Star Wars Interview Part 3: Return of the Power Grabbing in Politics
Madonna argues that in Star Wars the Jedi was less effective because they were “willing to delegate that [power] to the Republic… they did not get involved in the government to stop the concentrating of power, and it seemed like they knew [Palpatine] probably shouldn’t have that much power, up front. They didn’t do anything about it.” Palpatine’s grasp of power was actually somewhat legitimate because he “sort of went through and took power through the Galactic Senate.”
Why did this happen? The power was originally delegated in the Star Wars context because “a trade federation had issued a blockade against Nabu.” Madonna argues then that the Jedi’s were too hesitant to engage in the political process to really do anything about it: “I think the critique is that they could have stopped that power grab, by going through the Senate if they wanted to, by tipping off the Senators if they wanted to, and just raising some awareness.” Following that we get the unintended consequences of a Senator turned Chancellor turned dictator.
Ok, but this is all a science fiction opera – why would this political nonsense matter? Because this ascent to power is also reflected in the real world. After all, Hitler rose to power in a very similar sense – he was legitimately elected as chancellor with 33 percent of the vote (higher than any other party in the election).
In the U.S. context it ranges from bureaucratic delegation to a concentration of Presidential power.

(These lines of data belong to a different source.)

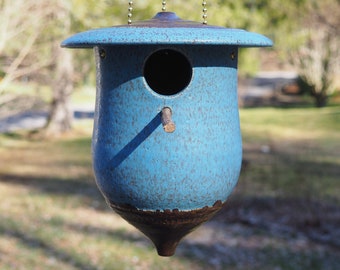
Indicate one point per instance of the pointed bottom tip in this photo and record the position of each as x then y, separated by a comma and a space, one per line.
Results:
166, 229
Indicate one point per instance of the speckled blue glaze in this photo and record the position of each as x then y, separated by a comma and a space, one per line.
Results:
166, 28
135, 161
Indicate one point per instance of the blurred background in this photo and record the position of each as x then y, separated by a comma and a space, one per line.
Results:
285, 211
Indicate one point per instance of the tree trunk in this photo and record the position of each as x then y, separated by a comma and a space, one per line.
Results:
61, 116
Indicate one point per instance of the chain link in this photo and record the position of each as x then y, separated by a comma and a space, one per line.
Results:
163, 5
130, 12
205, 10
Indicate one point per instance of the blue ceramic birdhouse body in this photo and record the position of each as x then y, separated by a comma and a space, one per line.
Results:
166, 138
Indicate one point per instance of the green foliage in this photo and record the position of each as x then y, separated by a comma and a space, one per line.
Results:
52, 215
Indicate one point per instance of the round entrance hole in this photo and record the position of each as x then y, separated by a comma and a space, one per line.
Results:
167, 72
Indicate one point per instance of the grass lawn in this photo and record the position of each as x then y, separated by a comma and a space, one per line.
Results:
52, 216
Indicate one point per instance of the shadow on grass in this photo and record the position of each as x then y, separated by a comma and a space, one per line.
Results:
82, 188
34, 243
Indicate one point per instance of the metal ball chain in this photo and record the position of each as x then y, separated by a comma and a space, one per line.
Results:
164, 6
205, 10
130, 12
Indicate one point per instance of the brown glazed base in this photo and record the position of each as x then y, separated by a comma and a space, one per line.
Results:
166, 228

As Madonna explained, “Congress does this frequently, where they’ll create a board to decide whether or not they’ll close military bases, or, in the instance of the Affordable Care Act…whether or not employers had to provide birth control under the act and whether or not there could be a religious exemption.” The F.D.A. actually made that politically charged decision – not elected officials.

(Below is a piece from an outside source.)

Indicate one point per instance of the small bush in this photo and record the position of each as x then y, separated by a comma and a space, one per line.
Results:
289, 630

Madonna claims this concept also “parallels really nicely” with the autonomous presidency. Lately there has been contention from Republicans against Obama’s unilateral action on immigration reform, arguing he’s abusing his power. Historically we have seen numerous Presidents on both sides of the aisle, however, issuing large numbers of executive orders.
Finally an example of runaway power is evident between citizen-governmental relations. The kind we may not even know about: government surveillance. Post 9/11 we gave up certain powers of freedom to our government via the Patriot Act in return for increased security. But did we give these freedoms up realizing that we may not get them back? In a time of crisis we let the US government do what it had to do and now we are seeing the unintended consequences of that with increased surveillance and serious infringements on citizen privacy, particularly in phone records.
Despite all these examples, why are governments (and citizens) giving up reserved powers? Well, Madonna explains that in the United States its still relatively safe thanks to “the extreme separation of power system…It’s unlikely you’re ever going to see that sort of concentration.” He stated “Fast action is a benefit. The downside is that, once you give them those powers, it may be difficult to get those powers back.”
Madonna makes the “path dependency point” that “once you decide to enter into a decision… [its] very difficult to exit from that path.” We see it in Star Wars when Palpatine legitimately takes command but then never gives it back and we see it in the real world, when government agencies or officials are delegated authority that is never truly returned.
Governments should take a cue from Hollywood. The lack of faith in fake governments reflects the lack of faith in the United States’ very real democratic government. Authoritarian regimes without concern for social issues tend to lack the legitimacy needed to retain power. And finally, while we may need to occasionally let people (or Galactic Chancellors) have temporary powers, we also must be prepared for the unintended consequences and realize that these powers may never be returned.